僕はすごくデキる男だから、生き残ってしまったのかもしれない。
「まぁ、神様もこんな僕を簡単に殺すわけ──」
「残念だけど、違うよ。」
静寂を搔き消したのは、不思議な声。声がした方へ顔を向けると、ベッドの横に年幅のいかない少年が立っていた。白いターバンを巻いた異国の男の子。
「君は…?」
「…」
少年は異国の風貌をしていながら、僕の方をじっと見つめていた。
「もしや、これは君のおかげか?それはお手数お掛けした、すまない!」
「いいよ。それよりも、僕の事だっけ?」
目の前にいるのは少年……だと思うのだが。
その子から発せられる声音は、低くも高くもない中性的な声だった。踊り子のような服に、小麦色の肌。

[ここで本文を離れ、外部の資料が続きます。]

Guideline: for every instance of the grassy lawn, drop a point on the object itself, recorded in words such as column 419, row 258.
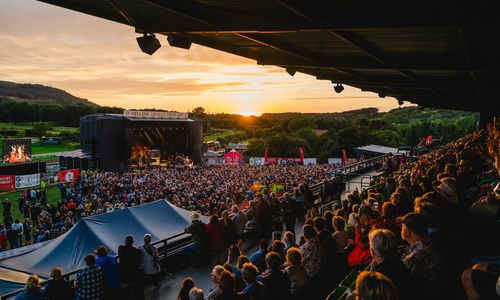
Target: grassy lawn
column 53, row 195
column 220, row 133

プラチナブロンドのサラサラとした髪は、宝石のように光る碧眼によく似合っていた。
こういうファッション……なんて言うのだろう。
頭でも打ったのかな。僕は「Oh、アラビア〜ン……」という感想だけ呟いた。
少年はしばらく僕を無表情で見つめた後、屈託のない笑顔を近づけた。
「僕はアサーヴ。簡単に言うと、神様さ!」
……彼は、厨二病かな????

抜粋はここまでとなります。